Last Thursday, Moody Radio’s gracious and insightful Janet Parshall hosted me for another wide-ranging conversation about the impact of today’s artificial intelligence. You can listen to our conversation here, or anywhere you listen to podcasts if you search for “In the Market with Janet Parshall.”
In her introduction of me, Janet kindly said, “He’s also a superb writer, and he writes regularly on this topic, and I find them to be some of the most discerning, challenging, insightful comments I’ve read on a very intriguing topic [AI] right now.” Good thing it was radio—I was blushing.
Here’s a (completely human written) summary of our conversation:
- We discussed Barna’s recent polling data that reveals how practicing Christians are more likely to have a positive view of today’s AI than the general population. 66% of practicing Christians say AI is improving their lives, and that’s 13% higher than the national average. And most troublingly, 51% of Christians said that “AI understands me.” Janet and I agreed that our brothers and sisters in Christ are confused, maybe even being led astray by things like the Tool Trope.
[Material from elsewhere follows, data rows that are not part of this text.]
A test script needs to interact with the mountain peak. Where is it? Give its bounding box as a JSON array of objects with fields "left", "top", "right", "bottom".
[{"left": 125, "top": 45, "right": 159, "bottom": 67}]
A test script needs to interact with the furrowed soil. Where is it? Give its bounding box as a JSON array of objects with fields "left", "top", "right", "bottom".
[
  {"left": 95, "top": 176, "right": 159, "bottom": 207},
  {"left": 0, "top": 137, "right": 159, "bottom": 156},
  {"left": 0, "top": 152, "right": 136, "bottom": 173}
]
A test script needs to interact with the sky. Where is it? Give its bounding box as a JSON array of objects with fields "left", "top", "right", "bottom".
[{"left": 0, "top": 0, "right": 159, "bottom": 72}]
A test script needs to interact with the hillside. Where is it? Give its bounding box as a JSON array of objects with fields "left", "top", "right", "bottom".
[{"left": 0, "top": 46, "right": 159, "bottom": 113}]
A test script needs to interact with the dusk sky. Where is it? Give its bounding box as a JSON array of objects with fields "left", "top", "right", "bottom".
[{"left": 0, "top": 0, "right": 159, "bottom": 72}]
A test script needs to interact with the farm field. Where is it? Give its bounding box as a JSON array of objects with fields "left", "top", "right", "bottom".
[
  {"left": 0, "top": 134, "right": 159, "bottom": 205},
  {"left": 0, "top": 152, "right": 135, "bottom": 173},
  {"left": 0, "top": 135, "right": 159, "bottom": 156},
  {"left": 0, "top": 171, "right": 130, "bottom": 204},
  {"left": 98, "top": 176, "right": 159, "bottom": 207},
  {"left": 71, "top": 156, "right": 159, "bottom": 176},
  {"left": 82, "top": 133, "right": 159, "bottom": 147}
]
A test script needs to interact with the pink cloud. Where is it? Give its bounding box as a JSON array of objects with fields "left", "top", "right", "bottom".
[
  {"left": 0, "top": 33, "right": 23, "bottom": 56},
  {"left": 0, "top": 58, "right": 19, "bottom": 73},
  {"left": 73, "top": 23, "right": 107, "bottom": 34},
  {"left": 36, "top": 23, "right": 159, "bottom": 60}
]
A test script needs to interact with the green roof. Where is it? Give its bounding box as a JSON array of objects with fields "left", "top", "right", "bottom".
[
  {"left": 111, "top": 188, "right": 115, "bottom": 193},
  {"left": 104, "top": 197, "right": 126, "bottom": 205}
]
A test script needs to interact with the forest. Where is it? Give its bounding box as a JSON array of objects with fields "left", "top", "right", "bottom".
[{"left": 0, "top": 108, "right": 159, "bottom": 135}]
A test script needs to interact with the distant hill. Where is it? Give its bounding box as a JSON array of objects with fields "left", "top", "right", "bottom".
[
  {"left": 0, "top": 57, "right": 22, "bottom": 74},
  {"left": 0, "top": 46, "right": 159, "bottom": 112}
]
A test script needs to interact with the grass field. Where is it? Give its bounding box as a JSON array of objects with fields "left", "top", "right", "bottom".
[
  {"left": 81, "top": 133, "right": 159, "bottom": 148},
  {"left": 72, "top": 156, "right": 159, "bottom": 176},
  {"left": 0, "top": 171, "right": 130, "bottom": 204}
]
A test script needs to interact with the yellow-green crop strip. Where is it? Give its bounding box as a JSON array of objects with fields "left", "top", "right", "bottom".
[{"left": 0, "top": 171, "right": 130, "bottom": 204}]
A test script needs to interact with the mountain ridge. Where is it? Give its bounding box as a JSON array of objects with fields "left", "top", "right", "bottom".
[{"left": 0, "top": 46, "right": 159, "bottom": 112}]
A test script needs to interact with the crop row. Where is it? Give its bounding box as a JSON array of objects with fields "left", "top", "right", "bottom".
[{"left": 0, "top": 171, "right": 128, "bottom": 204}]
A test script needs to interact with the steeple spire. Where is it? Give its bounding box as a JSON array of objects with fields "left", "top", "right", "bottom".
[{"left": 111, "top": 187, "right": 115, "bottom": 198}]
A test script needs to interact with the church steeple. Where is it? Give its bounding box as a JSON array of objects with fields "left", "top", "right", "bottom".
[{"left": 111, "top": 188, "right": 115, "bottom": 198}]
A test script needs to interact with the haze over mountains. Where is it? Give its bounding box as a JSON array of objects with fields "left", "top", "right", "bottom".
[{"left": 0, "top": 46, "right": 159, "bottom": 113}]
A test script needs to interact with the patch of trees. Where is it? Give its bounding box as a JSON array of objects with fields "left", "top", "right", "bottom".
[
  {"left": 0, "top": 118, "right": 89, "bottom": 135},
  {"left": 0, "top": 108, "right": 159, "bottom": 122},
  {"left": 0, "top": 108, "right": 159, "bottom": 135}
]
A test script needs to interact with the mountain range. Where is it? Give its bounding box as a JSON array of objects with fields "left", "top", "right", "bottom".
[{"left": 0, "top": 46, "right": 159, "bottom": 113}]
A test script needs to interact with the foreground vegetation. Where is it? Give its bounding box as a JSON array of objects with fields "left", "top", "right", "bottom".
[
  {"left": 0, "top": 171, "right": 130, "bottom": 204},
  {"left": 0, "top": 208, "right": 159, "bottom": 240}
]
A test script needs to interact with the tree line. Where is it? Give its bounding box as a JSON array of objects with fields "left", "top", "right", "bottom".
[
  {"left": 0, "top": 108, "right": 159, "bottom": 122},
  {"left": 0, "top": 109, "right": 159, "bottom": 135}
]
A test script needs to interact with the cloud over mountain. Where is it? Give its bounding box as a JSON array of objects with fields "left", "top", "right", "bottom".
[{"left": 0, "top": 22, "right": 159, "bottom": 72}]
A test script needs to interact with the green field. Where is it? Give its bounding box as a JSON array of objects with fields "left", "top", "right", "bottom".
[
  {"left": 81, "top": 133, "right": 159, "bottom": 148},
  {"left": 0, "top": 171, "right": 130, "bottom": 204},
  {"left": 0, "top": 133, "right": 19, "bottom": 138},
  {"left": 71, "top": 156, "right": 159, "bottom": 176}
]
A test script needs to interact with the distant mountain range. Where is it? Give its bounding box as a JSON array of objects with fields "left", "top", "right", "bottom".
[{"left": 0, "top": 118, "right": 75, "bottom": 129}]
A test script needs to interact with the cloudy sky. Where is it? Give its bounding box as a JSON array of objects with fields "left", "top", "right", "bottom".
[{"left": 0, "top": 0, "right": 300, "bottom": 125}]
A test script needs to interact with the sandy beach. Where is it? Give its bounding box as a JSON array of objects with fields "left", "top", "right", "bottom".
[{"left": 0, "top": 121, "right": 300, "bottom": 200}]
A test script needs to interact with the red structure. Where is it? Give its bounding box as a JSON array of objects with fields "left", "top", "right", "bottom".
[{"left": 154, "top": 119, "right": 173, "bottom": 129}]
- Next, Janet linked the Barna study to the revelation that Richard Dawkins believes that Anthropic’s Claude chatbot is conscious. We discussed how Dawkins’ misunderstanding is a natural outgrowth of his materialistic, naturalistic worldview. If humans are only “machines made of meat” and consciousness is just an emergent property of complex neurology, then why wouldn’t we be able to make silicon machines where consciousness arises too? But Dawkins is completely wrong. Machines cannot, and will never be conscious, and we are far, far more than machines. (If you want a thorough and scholarly push-back against conscious AI, check out The Immortal Mind by neurosurgeon Dr. Michael Egnor and science writer Denyse O’Leary.)
- We then moved to Tim Challies’ recent article, “AI Is Coming For Your Systematic Theology”. Deepfake theology books are rampant on Amazon.com and other platforms. If you’re not an expert like Challies, it can be really hard to distinguish bot-generated books from the real thing. My advice: seek trusted authorities for personal recommendations, and don’t trust search results anymore.
- Finally, we talked about my recent job loss due to the requirement to use GenAI for software development. I shared 12 of my reasons here. Janet kindly let me share several of my high-level concerns, and encouraged my difficult decision.
Then Janet closed with this encouraging affirmation of the stance I’m taking:
The fact that you have prayerfully and carefully made a decision to walk away from a form of employment that put bread on your table because that’s how strongly you feel about this says something about your biblical convictions on the issue. And if you’re willing to do that, if you’re willing to say, ‘Father I’m going to have to trust you completely … I’m going to trust you to provide everything that I need for my life … but I cannot advocate for what I believe to be a problem, and I will not be part of the Pied Piper’s plan to lead people astray.’ I want people to understand that is coming at a huge cost, and the fact that you’re sharing this with us means more than I can explain because you’ve got skin in the game. (Janet Parshall, about 42:00 into the recording.)
I think our conversation will be thought-provoking and encouraging to my fellow Christians and anyone else who wants to hear an alternative to the popular promotion of today’s AI.